Now that made me laugh, because it just so happens that Boykin's only book (not counting spin-offs) is a joke, at least among my friends. The New Yorker article describes how he got into Yale with an application essay about working on his family peach farm in South Carolina (yes, working the land is so enriching when you're already, you know, rich). This gave him the idea, as a freshman, to compile a best-selling book of college essays called Essays That Worked. I recognized the title right away because my friend Dan Burrows has been dining out on this story for as long as I've known him.

"One day in, like, October of my freshman year (1986), I bumped into a guy from the Oberlin admissions office, and he told me that some guys published some book with my essay in it," explains Dan.
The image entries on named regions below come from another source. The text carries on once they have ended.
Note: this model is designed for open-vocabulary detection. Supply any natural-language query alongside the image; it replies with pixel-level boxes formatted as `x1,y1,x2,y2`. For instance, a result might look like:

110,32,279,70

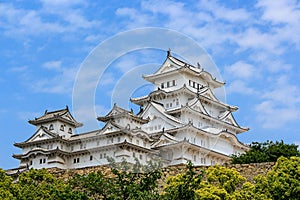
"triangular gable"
222,113,239,127
140,102,182,127
199,87,219,101
25,127,56,142
188,97,208,114
106,104,130,117
154,57,181,74
143,116,177,133
99,121,121,134
151,133,178,148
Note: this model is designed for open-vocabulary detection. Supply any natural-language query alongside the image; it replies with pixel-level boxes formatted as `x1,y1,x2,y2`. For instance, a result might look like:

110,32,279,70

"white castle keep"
13,51,248,169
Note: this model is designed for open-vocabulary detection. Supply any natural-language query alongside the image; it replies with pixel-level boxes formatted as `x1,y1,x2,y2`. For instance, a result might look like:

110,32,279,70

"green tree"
0,169,18,200
196,166,265,200
162,162,203,200
255,157,300,200
70,160,161,200
231,141,300,164
16,169,87,200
He was flattered, but also surprised and a little pissed, because nobody had gotten his permission, compensated him, or even, it turned out, given him attribution in the book. So Dan did what any red-blooded American would: he sued. Curry, his co-author, the publisher, Oberlin, the dean of admissions, the president of the college, you name it. You think the essay worked? The lawsuit was even better. "I got a call in my dorm room one night from either Brian or Boykin (sorry, I can't recall which one). He was kinda freaked out, asked me not to sue. I told him to call my lawyer. About a year later the defendants offered a settlement: cash and my byline in future editions."

Dan adds that he understand how McGrath went native. "Boykin's got a lot of money, breeding, connections. He leads a pretty extraordinary life, so I guess it's hard not to be seduced. (Unless you're me, in which case it's hard not to be bitter and jealous.)" Is it wrong to pray for 20 years of solid rain?